Bicara terkait penciptaan maupun pemaksimalam Value, sebenarnya ada beberapa Framework yang dapat anda gunakan, namun pada tulisan kali ini, kita akan membahas spesifik soal Penerapan Evidence Based Management untuk penciptaan nilai Produk secara iteratif.

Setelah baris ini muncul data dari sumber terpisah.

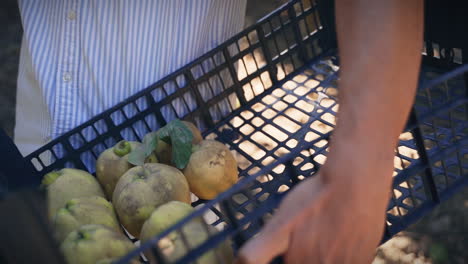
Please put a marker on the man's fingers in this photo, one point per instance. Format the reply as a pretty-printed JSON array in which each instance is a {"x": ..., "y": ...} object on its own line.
[
  {"x": 270, "y": 242},
  {"x": 274, "y": 238}
]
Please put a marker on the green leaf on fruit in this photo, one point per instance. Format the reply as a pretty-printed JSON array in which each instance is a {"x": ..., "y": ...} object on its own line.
[
  {"x": 175, "y": 133},
  {"x": 137, "y": 156},
  {"x": 181, "y": 140}
]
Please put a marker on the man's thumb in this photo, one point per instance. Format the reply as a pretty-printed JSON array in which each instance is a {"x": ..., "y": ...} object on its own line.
[{"x": 272, "y": 241}]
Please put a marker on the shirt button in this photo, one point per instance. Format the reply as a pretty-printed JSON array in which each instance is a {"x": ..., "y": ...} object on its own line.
[
  {"x": 66, "y": 77},
  {"x": 72, "y": 15}
]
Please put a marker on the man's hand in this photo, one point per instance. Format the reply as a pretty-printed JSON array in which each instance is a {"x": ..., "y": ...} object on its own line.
[
  {"x": 338, "y": 216},
  {"x": 322, "y": 221}
]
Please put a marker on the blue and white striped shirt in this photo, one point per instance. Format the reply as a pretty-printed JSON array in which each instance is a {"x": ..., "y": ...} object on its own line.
[{"x": 80, "y": 57}]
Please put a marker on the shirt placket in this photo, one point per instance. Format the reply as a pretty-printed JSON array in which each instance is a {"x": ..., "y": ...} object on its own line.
[{"x": 67, "y": 93}]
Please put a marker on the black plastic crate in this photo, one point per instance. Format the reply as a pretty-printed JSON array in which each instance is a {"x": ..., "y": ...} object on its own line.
[{"x": 270, "y": 93}]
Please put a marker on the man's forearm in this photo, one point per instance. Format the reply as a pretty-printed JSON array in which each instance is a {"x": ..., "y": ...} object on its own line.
[{"x": 380, "y": 45}]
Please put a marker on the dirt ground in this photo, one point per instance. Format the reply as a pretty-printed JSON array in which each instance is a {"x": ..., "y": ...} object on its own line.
[{"x": 439, "y": 237}]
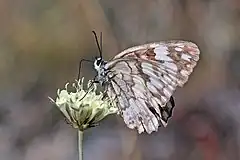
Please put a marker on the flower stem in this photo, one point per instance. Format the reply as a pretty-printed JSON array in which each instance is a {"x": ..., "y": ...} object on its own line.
[{"x": 80, "y": 145}]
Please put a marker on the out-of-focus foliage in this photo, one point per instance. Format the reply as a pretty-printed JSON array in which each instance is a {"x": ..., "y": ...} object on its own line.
[{"x": 42, "y": 41}]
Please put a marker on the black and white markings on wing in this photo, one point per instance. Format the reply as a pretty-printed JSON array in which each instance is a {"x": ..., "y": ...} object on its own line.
[{"x": 145, "y": 78}]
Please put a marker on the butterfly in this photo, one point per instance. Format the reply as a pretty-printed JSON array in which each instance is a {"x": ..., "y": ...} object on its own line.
[{"x": 142, "y": 79}]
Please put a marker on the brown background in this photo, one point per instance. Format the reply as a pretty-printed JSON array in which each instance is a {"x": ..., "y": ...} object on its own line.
[{"x": 42, "y": 41}]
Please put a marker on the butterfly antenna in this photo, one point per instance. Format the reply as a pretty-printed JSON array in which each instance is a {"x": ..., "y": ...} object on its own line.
[
  {"x": 96, "y": 39},
  {"x": 101, "y": 41}
]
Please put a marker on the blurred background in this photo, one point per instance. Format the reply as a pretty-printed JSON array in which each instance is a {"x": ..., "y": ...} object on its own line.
[{"x": 42, "y": 41}]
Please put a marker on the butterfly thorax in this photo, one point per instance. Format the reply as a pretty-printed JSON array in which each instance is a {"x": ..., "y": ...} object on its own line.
[{"x": 99, "y": 66}]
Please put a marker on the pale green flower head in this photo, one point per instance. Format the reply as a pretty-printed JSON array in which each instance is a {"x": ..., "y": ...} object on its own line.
[{"x": 84, "y": 108}]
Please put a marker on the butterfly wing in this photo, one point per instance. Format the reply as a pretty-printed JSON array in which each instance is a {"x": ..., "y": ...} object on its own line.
[{"x": 143, "y": 79}]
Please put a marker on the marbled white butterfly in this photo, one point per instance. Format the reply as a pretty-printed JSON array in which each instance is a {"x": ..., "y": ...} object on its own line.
[{"x": 143, "y": 78}]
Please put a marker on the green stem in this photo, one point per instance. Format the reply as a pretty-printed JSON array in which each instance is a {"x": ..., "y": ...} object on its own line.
[{"x": 80, "y": 145}]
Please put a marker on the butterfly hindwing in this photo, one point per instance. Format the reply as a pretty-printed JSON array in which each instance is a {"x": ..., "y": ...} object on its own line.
[{"x": 142, "y": 80}]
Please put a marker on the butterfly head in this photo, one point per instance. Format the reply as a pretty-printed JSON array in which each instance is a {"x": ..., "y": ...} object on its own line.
[{"x": 98, "y": 63}]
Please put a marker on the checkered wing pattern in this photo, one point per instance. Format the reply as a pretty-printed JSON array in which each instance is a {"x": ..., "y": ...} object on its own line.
[{"x": 143, "y": 79}]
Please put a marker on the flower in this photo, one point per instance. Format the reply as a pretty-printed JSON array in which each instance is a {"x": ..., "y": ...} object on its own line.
[{"x": 84, "y": 108}]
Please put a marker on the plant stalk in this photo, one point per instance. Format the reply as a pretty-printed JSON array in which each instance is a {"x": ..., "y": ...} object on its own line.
[{"x": 80, "y": 145}]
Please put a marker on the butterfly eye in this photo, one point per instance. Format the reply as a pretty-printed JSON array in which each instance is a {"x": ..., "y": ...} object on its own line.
[{"x": 99, "y": 62}]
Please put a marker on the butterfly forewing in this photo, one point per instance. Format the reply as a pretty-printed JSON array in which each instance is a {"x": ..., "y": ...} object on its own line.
[{"x": 142, "y": 79}]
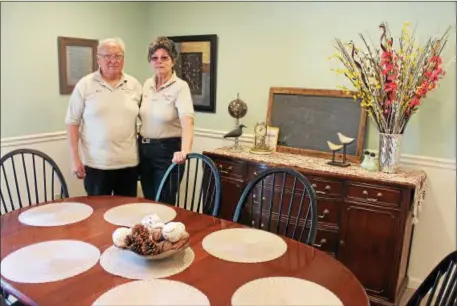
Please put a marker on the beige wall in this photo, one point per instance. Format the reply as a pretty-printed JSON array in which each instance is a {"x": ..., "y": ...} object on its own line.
[
  {"x": 287, "y": 44},
  {"x": 30, "y": 99},
  {"x": 260, "y": 45}
]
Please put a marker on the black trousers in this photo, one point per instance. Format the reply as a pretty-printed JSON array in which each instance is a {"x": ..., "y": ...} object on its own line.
[
  {"x": 121, "y": 182},
  {"x": 155, "y": 158}
]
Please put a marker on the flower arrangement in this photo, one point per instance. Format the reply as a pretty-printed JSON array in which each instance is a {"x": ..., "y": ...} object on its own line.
[{"x": 389, "y": 83}]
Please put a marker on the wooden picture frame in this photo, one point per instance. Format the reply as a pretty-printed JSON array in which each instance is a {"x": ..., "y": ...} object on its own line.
[
  {"x": 357, "y": 157},
  {"x": 196, "y": 64},
  {"x": 272, "y": 137},
  {"x": 77, "y": 58}
]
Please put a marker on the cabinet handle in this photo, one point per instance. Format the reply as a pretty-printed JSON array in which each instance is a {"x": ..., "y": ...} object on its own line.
[
  {"x": 365, "y": 193},
  {"x": 324, "y": 213},
  {"x": 322, "y": 242}
]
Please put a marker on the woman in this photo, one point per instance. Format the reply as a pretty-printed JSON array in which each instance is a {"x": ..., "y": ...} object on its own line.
[
  {"x": 167, "y": 121},
  {"x": 101, "y": 115}
]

Apa itu Evidence Based Management?

Pada saat saya mengambil sertifikasi PSPO-Advance dari Scrum.org, saya mulai mengenal dan mempelajari Evidence Based Management. Singkatnya, Evidence Based Management (disingkat EBM) itu adalah sebuah framework yang lahir dari dunia medis dan terbukti efektif digunakan dalam penciptaan value yang berorientasi pada pendekatan empiris.

Secara Philosophical, Empirisme menyatakan bahwa semua pengetahuan berasal dari pengalaman dan observasi yang hanya berasal dari indra yang kita miliki. Pendekatan empiris berarti pendekatan yang dilandaskan sebuah observasi dan pengalaman, sehingga bila anda memiliki sebuah asumsi, asumsi itu harus dibentuk menjadi suatu hipotesis yang bisa dibuktikan kebenarannya, diobservasi, dapat diukur, sehingga segala hal yang dilakukan akan menghasilkan evident yang dapat dijadikan pengalaman sebagai pembelajaran dalam pengambilan keputusan di hipotesis selanjutnya, sehingga pendekatan empiris akan bersifat berkelanjutan

Dalam dunia Product Management, EBM juga dapat diimplementasi sebagai proses penciptaan value yang berorientasi pada pendekatan empiris, dengan pembuatan hipotesis berfokus pada Outcomes, sehingga dapat meningkatkan kapabilitas dari organisasi Anda dan pemaksimalan hasil bisnis (Impact) pada kondisi ketidakpastian yang ada pada pasar.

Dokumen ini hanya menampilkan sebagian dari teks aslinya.